By Zsolti Horvath
EBC British Columbia Bureau
VANCOUVER, British Columbia (Eagle News) – How far would you travel to watch an NBA game? We’re not talking a playoff game or the finals, just a regular season NBA game. Would you drive six hours? Or maybe even eight? For a majority of casual fans and even some super fans, that’s an absurd thought. However, that’s a reality fans in Vancouver face all season. The Grizzlies left Vancouver in 2001 and the Sonics left Seattle in 2008, leaving fans to travel to Portland for a glimpse of NBA action.
After the 1998 NBA lockout, the Grizzlies attendance diminished considerably. Having to pay players in American dollars but earning Canadian was a huge issue at the time as the Canadian dollar was extremely weak. The local ownership group was looking to cut their losses and attempted to sell the team as fast as they could. The NBA rejected a new ownership group looking to move the team to St. Louis as they wanted to make the NBA work in Canada. Eventually the team was sold to Michael Heisley, who promised to keep the team in British Columbia. However, one year later the team received league approval to move to Memphis.
Award winning filmmaker of “Finding Big Country” and Vancouver basketball advocate Kat Jayme told Eagle News about the community reaction of the Grizzlies leaving.
“[It] left a huge impact. So many fans were heartbroken, not just me. They were a huge part of Vancouver and it was devastating for the community when they left.”
Many rumors have circulated about the NBA returning to Vancouver with the most notable being Vancouver Canucks (NHL) owner Francesco Aquilini wanting to bring a team back to the Northwest. Aquilini put those rumors to rest as he told media, “the numbers are cost-prohibitive now. There was a time when maybe it was possible. But to spend $2 billion on an NBA team, it’s not something we’re going to do.”
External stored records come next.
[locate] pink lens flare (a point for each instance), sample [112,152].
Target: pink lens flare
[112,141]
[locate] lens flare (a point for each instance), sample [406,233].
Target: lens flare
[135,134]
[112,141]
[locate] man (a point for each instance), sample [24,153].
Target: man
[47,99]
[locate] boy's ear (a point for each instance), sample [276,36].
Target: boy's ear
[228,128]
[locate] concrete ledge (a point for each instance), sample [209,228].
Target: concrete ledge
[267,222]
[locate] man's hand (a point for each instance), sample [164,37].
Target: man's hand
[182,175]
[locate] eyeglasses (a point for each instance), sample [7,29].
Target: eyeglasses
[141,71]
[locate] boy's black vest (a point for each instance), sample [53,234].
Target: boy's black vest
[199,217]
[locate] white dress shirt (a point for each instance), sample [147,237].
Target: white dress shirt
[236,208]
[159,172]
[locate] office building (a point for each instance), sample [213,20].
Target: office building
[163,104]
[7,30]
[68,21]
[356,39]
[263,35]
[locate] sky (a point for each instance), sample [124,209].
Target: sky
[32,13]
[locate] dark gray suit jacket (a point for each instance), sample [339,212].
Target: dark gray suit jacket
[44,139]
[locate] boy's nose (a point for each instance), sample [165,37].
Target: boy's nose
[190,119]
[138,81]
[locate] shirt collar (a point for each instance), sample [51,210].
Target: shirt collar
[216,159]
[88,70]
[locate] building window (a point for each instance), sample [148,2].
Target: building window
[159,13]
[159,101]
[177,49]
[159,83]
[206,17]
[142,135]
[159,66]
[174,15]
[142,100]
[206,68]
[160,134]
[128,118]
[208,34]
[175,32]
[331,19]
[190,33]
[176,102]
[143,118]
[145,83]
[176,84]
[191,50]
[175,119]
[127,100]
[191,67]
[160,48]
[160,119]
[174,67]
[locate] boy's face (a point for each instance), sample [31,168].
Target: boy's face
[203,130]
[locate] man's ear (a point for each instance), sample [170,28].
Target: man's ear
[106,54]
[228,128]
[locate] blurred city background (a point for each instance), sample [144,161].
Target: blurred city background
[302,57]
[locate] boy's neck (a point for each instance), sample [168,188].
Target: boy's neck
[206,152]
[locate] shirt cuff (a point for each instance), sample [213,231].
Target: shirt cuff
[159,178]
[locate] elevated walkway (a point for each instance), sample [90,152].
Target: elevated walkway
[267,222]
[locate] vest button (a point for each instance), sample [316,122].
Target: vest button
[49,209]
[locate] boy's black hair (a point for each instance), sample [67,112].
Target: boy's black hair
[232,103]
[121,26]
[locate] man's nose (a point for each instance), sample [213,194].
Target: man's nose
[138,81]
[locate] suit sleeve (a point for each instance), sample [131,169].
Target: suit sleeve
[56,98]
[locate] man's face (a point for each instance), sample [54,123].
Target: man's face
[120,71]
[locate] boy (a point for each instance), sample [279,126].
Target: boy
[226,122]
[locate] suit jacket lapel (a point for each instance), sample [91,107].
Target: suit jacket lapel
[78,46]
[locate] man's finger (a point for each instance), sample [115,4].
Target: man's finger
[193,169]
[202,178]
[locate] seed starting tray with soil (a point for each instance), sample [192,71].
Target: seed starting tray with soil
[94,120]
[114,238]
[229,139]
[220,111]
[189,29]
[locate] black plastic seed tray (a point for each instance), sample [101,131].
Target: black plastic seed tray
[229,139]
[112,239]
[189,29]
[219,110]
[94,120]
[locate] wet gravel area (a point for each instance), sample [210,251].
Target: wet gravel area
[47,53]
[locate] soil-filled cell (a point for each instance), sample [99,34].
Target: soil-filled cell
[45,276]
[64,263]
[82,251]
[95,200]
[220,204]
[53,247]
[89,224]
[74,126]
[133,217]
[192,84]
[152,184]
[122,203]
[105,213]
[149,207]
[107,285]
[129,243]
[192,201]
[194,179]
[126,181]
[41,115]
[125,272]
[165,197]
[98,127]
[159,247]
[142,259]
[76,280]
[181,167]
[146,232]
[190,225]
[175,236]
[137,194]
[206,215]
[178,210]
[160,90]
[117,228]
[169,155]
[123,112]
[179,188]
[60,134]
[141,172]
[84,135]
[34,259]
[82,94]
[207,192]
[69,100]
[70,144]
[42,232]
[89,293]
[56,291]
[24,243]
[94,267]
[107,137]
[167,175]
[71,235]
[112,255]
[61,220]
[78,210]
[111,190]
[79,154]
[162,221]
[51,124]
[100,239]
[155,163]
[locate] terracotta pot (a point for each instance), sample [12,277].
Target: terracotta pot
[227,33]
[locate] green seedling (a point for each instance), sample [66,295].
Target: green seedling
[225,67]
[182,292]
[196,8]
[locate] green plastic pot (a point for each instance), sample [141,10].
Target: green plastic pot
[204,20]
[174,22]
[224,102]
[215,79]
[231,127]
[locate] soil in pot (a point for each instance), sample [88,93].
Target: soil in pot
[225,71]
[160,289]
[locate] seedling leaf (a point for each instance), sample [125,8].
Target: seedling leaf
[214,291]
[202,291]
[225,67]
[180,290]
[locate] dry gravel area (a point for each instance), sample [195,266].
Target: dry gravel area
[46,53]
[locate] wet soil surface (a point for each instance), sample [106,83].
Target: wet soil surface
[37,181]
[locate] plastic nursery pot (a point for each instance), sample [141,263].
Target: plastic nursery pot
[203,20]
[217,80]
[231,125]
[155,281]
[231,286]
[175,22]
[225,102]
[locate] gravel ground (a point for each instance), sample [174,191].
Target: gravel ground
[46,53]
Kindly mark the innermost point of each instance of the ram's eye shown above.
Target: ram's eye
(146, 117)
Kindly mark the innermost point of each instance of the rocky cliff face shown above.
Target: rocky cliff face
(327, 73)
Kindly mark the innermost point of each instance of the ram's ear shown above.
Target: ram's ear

Jayme, however, is confident that it will happen sooner rather than later.
“I know it won’t happen right away – I’m not that naïve, but I am confident that it will happen one day. And I will do everything I can to help that cause,” said Jayme.
Jayme, who is also a local high school basketball coach, has fought hard to put Vancouver back on the NBA’s radar. Before the October 17th preseason game between the Dallas Mavericks and Los Angeles Clippers, she is organizing a “Vancouver wants the NBA back” rally. This will take place outside of Rogers Arena at 4:30 p.m. prior to tip-off, with hopes to show the NBA that the city still cares about basketball.
“(I’m) just trying to show the NBA and potential investors that there is a fan base for this,” Jayme said.
Jayme is asking fans to come in Grizzlies gear with signs and white rally towels to support the cause to #BringBackTheGrizz. She also emphasized that, although being a serious cause, the rally is “also just a fun way for other Grizzlies/NBA fans who want a team back in Vancouver to meet.”